Emergency ended because coronavirus ‘no longer a threat to life and property’

By Lyndsie Kiebert-Carey
Reader Staff

Bonner County commissioners voted unanimously April 12 to terminate the local disaster emergency the board declared on March 16, 2020, putting an end to the county’s formal acknowledgement of the novel coronavirus pandemic.

Emergency Management Director Bob Howard presented the resolution to the commissioners, which states that because “there is no longer a threat to life and property in Bonner County regarding [the] COVID-19 pandemic,” the disaster declaration should be terminated.

The Bonner County administration building. Courtesy photo.

Resident Dan Rose, during the public comment portion of the item’s discussion, asked if the commissioners were ending their emergency declaration “because the governor said so or because we said so.” Idaho Gov. Brad Little is set to end the state’s COVID emergency on Friday, April 15.

Howard and the commissioners affirmed that Tuesday’s move had nothing to do with decisions at the state level.

“It was just something we hadn’t wrapped up,” said Commissioner Dan McDonald. “We needed to wrap it up. It kind of fell through the cracks.”

Rose pressed the commissioners on whether it was “the board’s position that the emergency existed all the way up … until this time.”

“Last week, the week before, the month before that — there was still an emergency?” Rose asked.

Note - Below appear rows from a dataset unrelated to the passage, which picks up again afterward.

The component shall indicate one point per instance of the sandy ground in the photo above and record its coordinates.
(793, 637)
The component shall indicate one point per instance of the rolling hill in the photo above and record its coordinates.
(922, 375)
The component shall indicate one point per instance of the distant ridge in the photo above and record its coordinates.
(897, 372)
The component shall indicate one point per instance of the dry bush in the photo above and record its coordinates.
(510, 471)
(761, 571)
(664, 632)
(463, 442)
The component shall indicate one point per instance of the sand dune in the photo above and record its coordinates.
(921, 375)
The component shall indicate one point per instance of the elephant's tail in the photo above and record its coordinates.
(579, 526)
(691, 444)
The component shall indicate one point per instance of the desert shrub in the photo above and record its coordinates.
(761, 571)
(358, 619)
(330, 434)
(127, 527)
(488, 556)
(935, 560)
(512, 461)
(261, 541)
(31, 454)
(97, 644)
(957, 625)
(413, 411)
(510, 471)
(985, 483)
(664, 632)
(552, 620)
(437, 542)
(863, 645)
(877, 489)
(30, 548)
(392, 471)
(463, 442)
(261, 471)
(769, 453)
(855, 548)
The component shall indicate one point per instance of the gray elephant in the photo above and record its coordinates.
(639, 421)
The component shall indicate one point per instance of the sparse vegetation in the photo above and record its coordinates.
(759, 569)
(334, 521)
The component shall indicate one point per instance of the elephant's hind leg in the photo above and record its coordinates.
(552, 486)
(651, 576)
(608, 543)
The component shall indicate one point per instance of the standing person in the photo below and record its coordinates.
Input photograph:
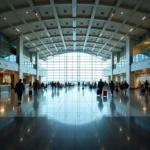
(112, 86)
(19, 89)
(117, 89)
(125, 86)
(83, 85)
(35, 86)
(146, 85)
(100, 86)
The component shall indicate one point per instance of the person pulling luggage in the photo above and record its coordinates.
(100, 87)
(19, 89)
(112, 86)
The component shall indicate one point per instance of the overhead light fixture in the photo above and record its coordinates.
(17, 29)
(27, 38)
(146, 42)
(131, 30)
(122, 38)
(144, 18)
(36, 14)
(110, 49)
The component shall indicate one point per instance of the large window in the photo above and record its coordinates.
(73, 67)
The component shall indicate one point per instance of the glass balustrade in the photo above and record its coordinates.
(28, 64)
(145, 55)
(7, 56)
(120, 64)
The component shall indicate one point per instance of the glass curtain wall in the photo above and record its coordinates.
(74, 67)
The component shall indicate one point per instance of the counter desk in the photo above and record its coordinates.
(4, 88)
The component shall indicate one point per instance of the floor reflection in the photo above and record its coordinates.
(75, 118)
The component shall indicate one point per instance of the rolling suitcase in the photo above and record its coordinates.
(105, 93)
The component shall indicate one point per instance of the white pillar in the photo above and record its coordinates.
(128, 59)
(20, 56)
(37, 66)
(112, 64)
(32, 79)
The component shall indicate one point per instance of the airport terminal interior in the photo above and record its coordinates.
(61, 49)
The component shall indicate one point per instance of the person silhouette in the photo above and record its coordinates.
(19, 117)
(112, 107)
(100, 104)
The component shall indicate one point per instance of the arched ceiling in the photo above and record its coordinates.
(52, 27)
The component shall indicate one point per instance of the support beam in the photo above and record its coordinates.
(125, 20)
(90, 23)
(58, 22)
(74, 15)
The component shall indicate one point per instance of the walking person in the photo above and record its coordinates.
(100, 86)
(126, 85)
(35, 87)
(19, 89)
(146, 85)
(112, 87)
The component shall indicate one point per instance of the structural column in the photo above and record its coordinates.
(128, 59)
(19, 75)
(112, 65)
(20, 56)
(37, 66)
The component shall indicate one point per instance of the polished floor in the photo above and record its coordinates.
(75, 119)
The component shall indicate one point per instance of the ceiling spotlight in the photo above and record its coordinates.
(112, 15)
(144, 18)
(36, 14)
(122, 38)
(17, 29)
(27, 38)
(131, 30)
(146, 42)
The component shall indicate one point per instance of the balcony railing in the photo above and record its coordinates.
(7, 56)
(145, 55)
(28, 64)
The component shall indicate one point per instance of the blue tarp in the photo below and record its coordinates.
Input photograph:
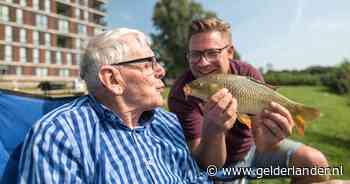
(18, 112)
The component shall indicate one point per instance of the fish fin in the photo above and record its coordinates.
(263, 83)
(245, 119)
(303, 113)
(300, 122)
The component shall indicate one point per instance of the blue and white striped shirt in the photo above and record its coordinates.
(84, 142)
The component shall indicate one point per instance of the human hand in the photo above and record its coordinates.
(271, 126)
(219, 112)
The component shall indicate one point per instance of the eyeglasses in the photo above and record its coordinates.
(150, 64)
(209, 54)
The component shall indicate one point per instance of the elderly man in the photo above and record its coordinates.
(210, 129)
(117, 133)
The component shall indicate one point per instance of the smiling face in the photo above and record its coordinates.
(206, 41)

“Not that we believe, no,” McDonald said.

Bonner County commissioners have been frequent opponents of anti-pandemic measures since March 2020. In November 2020, Commissioner Steve Bradshaw proposed a resolution to pull funding from the Panhandle Health District in retaliation for the public health authority’s multi-county mask mandate. The measure did not come to a vote after county counsel determined it unlawful.

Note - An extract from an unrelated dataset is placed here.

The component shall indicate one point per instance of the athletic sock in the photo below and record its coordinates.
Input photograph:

Bradshaw proposed a resolution in August 2021 declaring Bonner County a “Constitutional County” opposed to any and all mandates — specifically, mandates related to virus mitigation. The resolution required heavy editing in order to fall under the board’s legal purview, but was ultimately passed in October, cementing the county’s position against mandating masks or vaccines.

Bradshaw, who is running for Idaho governor in the Tuesday, May 17 Republican primary election, called the anti-mandate resolution a testament to what the board could “achieve” when its members used “teamwork.” McDonald said that the move simply expressed the board’s “official opinion and position.” Commissioner Jeff Connolly, who initially opposed the resolution and called it a “political stunt” by gubernatorial candidate Bradshaw, ended up voting in favor of the pared-down version. Still, he called it a “waste of time.”

Commissioners voted unanimously to end the COVID disaster declaration on April 12. In response to a question from the public, McDonald said another COVID emergency could be declared should cases of the virus again rise in the county, noting that government bodies often declare disasters so that they “can access other funding if we need to,” such as money from the Federal Emergency Management Agency.

“That’s the only reason to declare them,” he said.